Committee Member/Reader

Riha, Michael

Committee Member/Second Reader

Sexton, Kim

Committee Member/Third Reader

Terry, Laura

Committee Member/Fourth Reader

Blackwell, Marlon

Abstract

Adolphe Appia (1862-1928), theorist and pioneering voice of the New Stagecraft Movement in twentieth century theatre, was a transformative influence on the history of scenic design. This paper looks at the links between Appia’s theories in theatre scenic design and contemporaneous German aesthetic theory. At the time German theorists like Adolf Hildebrand and August Schmarsow developed an aesthetic theory, Einfülung or empathy theory, based on the connection between the human body and perception. I will argue this theory influenced not only Appia and his contemporaries it also shaped the landscape of mid-century theatre design. Appia’s own theories revolved around three central ideas: Living Space, Living Color, and Living Time. His work illustrates the core ideas of empathy theory. The practical application of his theories influenced the technology and design of the stage in his time, and creates a visual language for empathetic design.

Appia, who studied theatre in Dresden and Vienna beginning at the age of 26, started his career as a young designer in 1888 when he was inspired by the work of composer Richard Wagner. While Wagner himself aspired for his work to be a “total work of art”, the overloaded sets and two-dimensional naturalistic details created a disharmony between the performers and the backgrounds. Appia saw this disharmony occurring in the theatre, and sought to find a solution, “To replace the coexistence of conflicting elements with a functional arrangement that drew its expressive power from the hierarchical ordering of the means of theatrical expression”. In this, he reacted against sets by designers such as Max Bruckner and the Bayreuth designs of Joseph Hoffman. This arrangement was to be dictated not by pictorial images or an illusion of reality, but rather by the actor’s own movement across the stage.
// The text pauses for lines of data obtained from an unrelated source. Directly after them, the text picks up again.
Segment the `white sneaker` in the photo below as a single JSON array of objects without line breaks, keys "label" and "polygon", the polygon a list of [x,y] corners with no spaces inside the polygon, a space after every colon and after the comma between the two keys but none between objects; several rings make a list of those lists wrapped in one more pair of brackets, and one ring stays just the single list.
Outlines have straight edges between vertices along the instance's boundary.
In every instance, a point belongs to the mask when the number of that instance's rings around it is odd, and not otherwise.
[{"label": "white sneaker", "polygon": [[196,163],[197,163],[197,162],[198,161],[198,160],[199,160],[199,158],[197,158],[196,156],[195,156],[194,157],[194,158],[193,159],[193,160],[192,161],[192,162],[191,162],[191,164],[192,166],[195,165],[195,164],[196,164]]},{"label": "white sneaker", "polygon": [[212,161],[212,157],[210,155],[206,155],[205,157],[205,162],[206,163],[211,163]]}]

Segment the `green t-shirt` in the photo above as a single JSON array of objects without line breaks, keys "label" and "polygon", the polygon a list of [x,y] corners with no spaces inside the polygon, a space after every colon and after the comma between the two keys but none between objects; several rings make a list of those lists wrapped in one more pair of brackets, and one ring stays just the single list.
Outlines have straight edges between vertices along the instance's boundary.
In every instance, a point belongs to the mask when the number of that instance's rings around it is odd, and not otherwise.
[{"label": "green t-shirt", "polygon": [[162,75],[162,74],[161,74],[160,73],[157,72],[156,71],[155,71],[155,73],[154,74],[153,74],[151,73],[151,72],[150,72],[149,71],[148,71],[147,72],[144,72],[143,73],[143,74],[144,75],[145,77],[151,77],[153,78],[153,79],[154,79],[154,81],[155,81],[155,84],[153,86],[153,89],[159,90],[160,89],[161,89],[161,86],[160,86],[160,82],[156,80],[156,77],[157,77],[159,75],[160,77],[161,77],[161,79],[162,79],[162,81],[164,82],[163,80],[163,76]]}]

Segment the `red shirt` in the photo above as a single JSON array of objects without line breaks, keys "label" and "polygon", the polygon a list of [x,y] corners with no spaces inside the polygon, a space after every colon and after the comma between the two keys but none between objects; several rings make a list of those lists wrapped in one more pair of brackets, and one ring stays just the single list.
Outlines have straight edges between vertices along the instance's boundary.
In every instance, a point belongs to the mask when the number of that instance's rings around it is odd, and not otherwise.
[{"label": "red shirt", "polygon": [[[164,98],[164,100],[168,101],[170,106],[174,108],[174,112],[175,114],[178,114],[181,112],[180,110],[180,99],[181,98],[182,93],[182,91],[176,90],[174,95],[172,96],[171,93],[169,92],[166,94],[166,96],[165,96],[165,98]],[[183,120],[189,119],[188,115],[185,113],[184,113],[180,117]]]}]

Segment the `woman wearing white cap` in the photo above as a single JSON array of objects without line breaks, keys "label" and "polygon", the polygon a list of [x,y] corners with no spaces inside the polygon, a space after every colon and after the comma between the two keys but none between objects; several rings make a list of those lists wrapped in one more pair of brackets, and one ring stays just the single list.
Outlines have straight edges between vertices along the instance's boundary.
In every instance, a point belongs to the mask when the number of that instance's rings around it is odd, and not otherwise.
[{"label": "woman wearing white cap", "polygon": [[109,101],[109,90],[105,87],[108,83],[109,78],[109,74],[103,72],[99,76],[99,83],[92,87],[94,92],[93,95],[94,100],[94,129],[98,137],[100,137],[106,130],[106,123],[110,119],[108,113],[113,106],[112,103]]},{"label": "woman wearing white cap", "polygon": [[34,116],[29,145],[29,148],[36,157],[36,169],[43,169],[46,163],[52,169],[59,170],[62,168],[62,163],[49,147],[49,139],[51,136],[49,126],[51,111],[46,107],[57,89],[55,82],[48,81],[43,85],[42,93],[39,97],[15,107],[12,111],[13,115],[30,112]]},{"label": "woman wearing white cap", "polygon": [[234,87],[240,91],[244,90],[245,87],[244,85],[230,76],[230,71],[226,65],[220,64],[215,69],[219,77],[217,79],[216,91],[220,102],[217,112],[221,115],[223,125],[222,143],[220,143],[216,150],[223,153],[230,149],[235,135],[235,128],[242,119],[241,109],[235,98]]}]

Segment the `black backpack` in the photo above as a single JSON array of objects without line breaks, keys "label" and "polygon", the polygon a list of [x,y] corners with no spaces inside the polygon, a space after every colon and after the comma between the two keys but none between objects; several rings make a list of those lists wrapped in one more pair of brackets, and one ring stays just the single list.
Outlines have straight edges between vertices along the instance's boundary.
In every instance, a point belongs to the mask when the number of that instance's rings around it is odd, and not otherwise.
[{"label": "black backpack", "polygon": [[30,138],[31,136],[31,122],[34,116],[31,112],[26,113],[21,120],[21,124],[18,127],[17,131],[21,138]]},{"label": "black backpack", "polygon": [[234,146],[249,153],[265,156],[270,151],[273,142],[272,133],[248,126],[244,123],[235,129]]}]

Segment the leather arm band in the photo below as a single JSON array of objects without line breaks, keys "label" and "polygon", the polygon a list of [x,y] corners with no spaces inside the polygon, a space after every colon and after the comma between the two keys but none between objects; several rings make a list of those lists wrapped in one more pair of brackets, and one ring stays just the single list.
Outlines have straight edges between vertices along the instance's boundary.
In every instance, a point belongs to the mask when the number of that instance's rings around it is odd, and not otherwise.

Appia’s aim was to create a new type of stage dissolving the barrier between performer and audience, decrying “the architecture that effected the separation: the proscenium arch — that ridiculous window that confines the stage picture — and the footlights — that ‘monstrosity,’ as he called it, of our theatre”. He would populate this new type of stage with three-dimensional, sculptural stage settings, and he lit it with new powerful electric stage lights beginning to replace the gas lights used previously. Appia’s quest to break the boundary between performer and audience was further aided by Appia’s discovery of eurhythmics and his work on the subject alongside Emile Jaques-Dalcroze.

Dalcroze, who pioneered the field of eurhythmics, recognized that “experiencing meaningful rhythmic movement associated with ear-training and improvisation facilitates and reinforces the understanding of music concepts, enhances musicianship and focuses awareness on the physical demands of artistic performance”. He later founded the Emile Jaques-Dalcroze Institut at Hellerau in order to teach his new musical gymnastics, which inspired Appia to create a series of “rhythmic space” drawings, such as the ones in figure four, studying the potential eurhythmics had in influencing spatial design.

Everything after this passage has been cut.